I see other problems in the piece, such as creating a straw man out of Richard Hofstadter that I hardly recognize:
Richard Hofstadter, the historian whose most famous work, The Paranoid Style in American Politics, this essay exists in some obvious reference to, advanced a similar line in writing not so well-remembered today. His then-influential history writing drips with disdain for rubes who regard themselves as victimized by economics and history, who have failed to maintain correct political attitudes.
Really? That's not what I took away from his book. Oh, there arguably is a degree of generalized smugness. But, the "drips with disdain for rubes ..."? Don't recognize that.

From there, it tells an almost certainly untrue anecdote about Adlai Stevenson:
Adlai Stevenson, Democratic candidate for president, is on parade. A band is playing. 
Onlookers cheer. He waves to the crowd. 
A woman shouts: "Gov. Stevenson, you have the vote of every thinking person in this country!"
Stevenson replies: "Thank you, ma'am, but we need a majority."
The smug style says to itself, Yeah. I really am one of the few thinking people in this country, aren't I?
Sure, this happened. Sure, it did. A man twice elected governor of a Midwestern state commented like that. The smugness of the Vox author, Emmett Rensin, is coming through here if any smugness is.

But, in what's indeed a long read, that's not the only problem.

The piece assumes that not only are smug, or semi-smug, liberals monolithic, it assumes the white working class is monolithic, too.

And, the first half of this post has indirectly hinted that's not true.

This year's election returns also show that. Yes, Clinton's share of its vote dropped below Obama's. But, she still won a substantial minority of it.

The third problem with the piece is that it assumes that just “dropping the smug” is enough to draw back to the Democratic Party major portions of the white working class that have both indeed been abandoned by it (free trade, above all), and that have in turn willingly abandoned the party for other reasons.

To the degree there are more and more issues on the American plate, and we are a country pushing 320 billion people, the complexity of national politics alone mitigates against a combination of a mea culpa and liberal elite niceness drawing them back.

Again, in many cases, they both were abandoned by liberals, and abandoned social liberals on their own. In some cases, it was almost entirely white working class individuals starting the abandoning.

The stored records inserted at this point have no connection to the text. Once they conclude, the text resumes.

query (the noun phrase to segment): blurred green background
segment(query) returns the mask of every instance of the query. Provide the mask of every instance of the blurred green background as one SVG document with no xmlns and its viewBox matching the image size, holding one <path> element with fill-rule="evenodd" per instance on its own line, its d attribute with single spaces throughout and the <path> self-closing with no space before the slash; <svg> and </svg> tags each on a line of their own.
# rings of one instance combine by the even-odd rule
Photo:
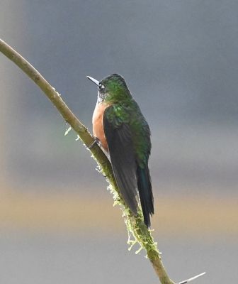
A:
<svg viewBox="0 0 238 284">
<path fill-rule="evenodd" d="M 152 131 L 152 228 L 169 274 L 238 280 L 238 2 L 1 0 L 1 37 L 91 129 L 95 86 L 125 78 Z M 144 283 L 89 153 L 0 56 L 0 279 Z"/>
</svg>

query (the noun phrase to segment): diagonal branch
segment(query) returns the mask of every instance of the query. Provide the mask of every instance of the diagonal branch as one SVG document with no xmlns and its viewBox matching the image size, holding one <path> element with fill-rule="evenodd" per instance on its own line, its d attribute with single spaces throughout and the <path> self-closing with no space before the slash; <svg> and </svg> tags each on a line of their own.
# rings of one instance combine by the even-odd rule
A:
<svg viewBox="0 0 238 284">
<path fill-rule="evenodd" d="M 85 146 L 89 148 L 94 158 L 101 169 L 102 173 L 106 177 L 110 185 L 109 188 L 113 195 L 115 203 L 118 204 L 122 208 L 129 234 L 128 244 L 133 245 L 138 242 L 141 247 L 147 251 L 147 256 L 162 284 L 174 284 L 169 278 L 163 266 L 159 250 L 157 248 L 157 244 L 154 243 L 152 236 L 151 231 L 144 224 L 141 210 L 139 209 L 137 216 L 135 217 L 126 206 L 117 187 L 108 159 L 100 147 L 96 143 L 94 143 L 94 139 L 87 129 L 71 111 L 55 89 L 25 58 L 1 39 L 0 51 L 35 82 L 57 109 L 65 121 L 78 133 Z M 131 237 L 134 238 L 134 240 L 130 240 Z M 190 280 L 192 280 L 192 278 Z M 186 281 L 188 282 L 190 280 Z M 183 283 L 187 282 L 182 281 Z"/>
</svg>

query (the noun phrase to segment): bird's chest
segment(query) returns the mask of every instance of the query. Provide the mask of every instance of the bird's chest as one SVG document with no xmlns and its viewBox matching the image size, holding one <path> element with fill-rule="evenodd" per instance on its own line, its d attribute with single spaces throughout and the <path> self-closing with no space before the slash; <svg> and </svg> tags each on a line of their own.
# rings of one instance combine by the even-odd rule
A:
<svg viewBox="0 0 238 284">
<path fill-rule="evenodd" d="M 94 137 L 99 139 L 103 148 L 108 151 L 108 143 L 103 130 L 103 114 L 105 109 L 109 106 L 108 103 L 96 104 L 93 114 L 93 133 Z"/>
</svg>

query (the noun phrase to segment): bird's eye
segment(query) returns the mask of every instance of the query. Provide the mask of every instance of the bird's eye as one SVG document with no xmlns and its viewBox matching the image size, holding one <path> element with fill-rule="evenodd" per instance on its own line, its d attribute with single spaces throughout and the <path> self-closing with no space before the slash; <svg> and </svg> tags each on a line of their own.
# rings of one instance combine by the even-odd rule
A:
<svg viewBox="0 0 238 284">
<path fill-rule="evenodd" d="M 103 85 L 102 83 L 99 83 L 98 88 L 99 88 L 99 89 L 103 89 L 105 88 L 105 87 Z"/>
</svg>

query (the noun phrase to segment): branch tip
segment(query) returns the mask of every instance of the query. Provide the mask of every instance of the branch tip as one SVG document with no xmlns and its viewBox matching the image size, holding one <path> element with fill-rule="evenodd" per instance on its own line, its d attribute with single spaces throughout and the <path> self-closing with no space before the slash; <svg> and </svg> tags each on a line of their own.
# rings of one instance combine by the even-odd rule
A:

So, it may well be not enough. A fair percentage of those white working-class people may be gone for good from a consistent liberal coalition.

And, in turn, that gets back to the issue of painting out the outlines of Trump backers.

If we go back to the 1950s and Truman's attempt at national health care, that's illustrative of why America has no truly socialist party and, long before neoliberalism's ascent, why even social democracy, short of full-blown socialism, had a precarious perch in the Democratic party at times, and certainly among working-class whites.

To riff on Marx, they'd already been co-opted by capitalism.